Article 293’s “picking quarrels” unhooks reference: “disruptive intent” lacks causal chain—no historical link to disorder (evidentiary voids, zero metrics)—drifting into subjective “high education” proxy. The non-oral appeal severs further: Chen’s taxonomy hooks “rumor” to natural kinds (non-falsifiable art vs. verifiable fact), causally tracing to flux (avalanche model), yet barred as “resistance.” Selective unpunished shares expose the drift: the term “disruption” references differently across instances, lacking genetic fixity. Boyd would see referential failure: justice demands hooked kinds—causal “order” unhooked becomes arbitrary, inverting realism into descriptive illusion, where 20 months’ fiat references no real structure.

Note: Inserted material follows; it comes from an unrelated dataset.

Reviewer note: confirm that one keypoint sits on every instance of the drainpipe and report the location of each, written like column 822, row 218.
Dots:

3. Natural Kinds and Explanatory Power: “Disruption” as Pseudo-Kind Without Homeostatic Clusters
Boyd’s natural kinds are homeostatic clusters—properties self-stabilizing through causal mechanisms—enabling science’s explanatory success.
“Disruption” fails as kind: no homeostatic cluster—unverified posts cluster no causal properties (prosecutor’s confession), zero stability (no ripple). Chen’s alternative clusters realistically: taxonomy homes “rumor” properties (affective art vs. factual reason), avalanche explaining non-clustering chaos. The judiciary’s fiat lacks explanatory power: selective enforcement destabilizes the kind—millions unpunished dissolve homeostasis. Boyd would indict this as pseudo-realism: the sentence’s “success” (deterrence) is illusory, without natural explanatory grip—justice as unhomed fiction.
Conclusion: Boyd’s Lens on the Case—An Unhooked Miracle of Explanatory Void
From Richard Boyd’s scientific realism, the Chen Jingyuan case is unhooking’s void: miraculous claims unlatched from kinds, causal references adrift, pseudo-clusters lacking homeostasis. As of October 25, 2025, no retrial or exoneration has occurred; Chen’s account remains dormant, its quiet a realist anchor in the drift. This case cautions: realism demands causal grip—evade it, and “justice” unravels. As Boyd argued, “Success without truth is miraculous”—may explanatory truth yet hook.